Abbreviation: N/A = not available
On the first day of hospitalization, with the possibility of viral infection, was prescribed Acyclovir tablet 400 mg Tds, and for bacterial infection, Ceftriaxone vial 1 gr Bd , Teicoplanin (Targocid) 400 mg Bd and Meropenem 1 gr Bd intravenous infusion and as well as with probability of snakebite, 5 vials of antivenom via intravenous infusion ,then 6 hours after the first injection, received 5 vials of antivenom and also 2 vials of antivenom every 6 hours in three times as a maintenance dose along with the medications he was already taking. The left upper limb was elevated and a hot water bag was used to reduce stiffness and edema in blister-free areas.
As for the increase in BUN and creatinine in the patient’s blood sample, nephrology consultation was requested. Also following receiving antivenom, decrease in BUN and Creatinine levels and normalization of the level of consciousness, the diagnosis of acute interstitial nephritis (AIN) following snake bite was proposed.

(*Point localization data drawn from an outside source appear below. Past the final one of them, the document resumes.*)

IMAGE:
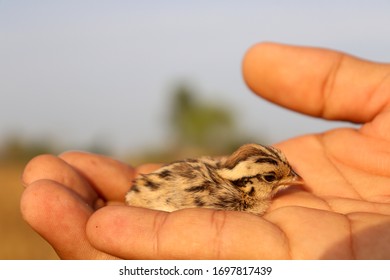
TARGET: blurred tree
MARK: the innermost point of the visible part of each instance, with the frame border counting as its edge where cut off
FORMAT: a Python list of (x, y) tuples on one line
[(17, 150), (202, 127)]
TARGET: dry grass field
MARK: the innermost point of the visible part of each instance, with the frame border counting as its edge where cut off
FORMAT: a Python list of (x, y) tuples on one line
[(17, 239)]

On the second day, the Teicoplanin (Targocid) antibiotic was discontinued and Ciprofloxacin 200 mg IV infusion was replaced. The wound was drained and then Eude Alibore solution, Silver Sulfadiazine, and Zinc Oxide ointments were also used for topical treatment of blisters.

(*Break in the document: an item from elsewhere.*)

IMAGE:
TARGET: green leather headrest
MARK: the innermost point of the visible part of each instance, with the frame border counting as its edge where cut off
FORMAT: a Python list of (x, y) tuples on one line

The patient was monitored in the poisoning ward for 3 weeks, after which the fever, hematoma, and skin lesions resolved; the radial pulse is fully and symmetrical in the involved limb. Also, serum levels of BUN, Creatinine, PT, PTT, and INR returned to normal range and the patient was discharged from the hospital by good general condition (figure 1-C, D). The patient gave verbally informed consent in this regard.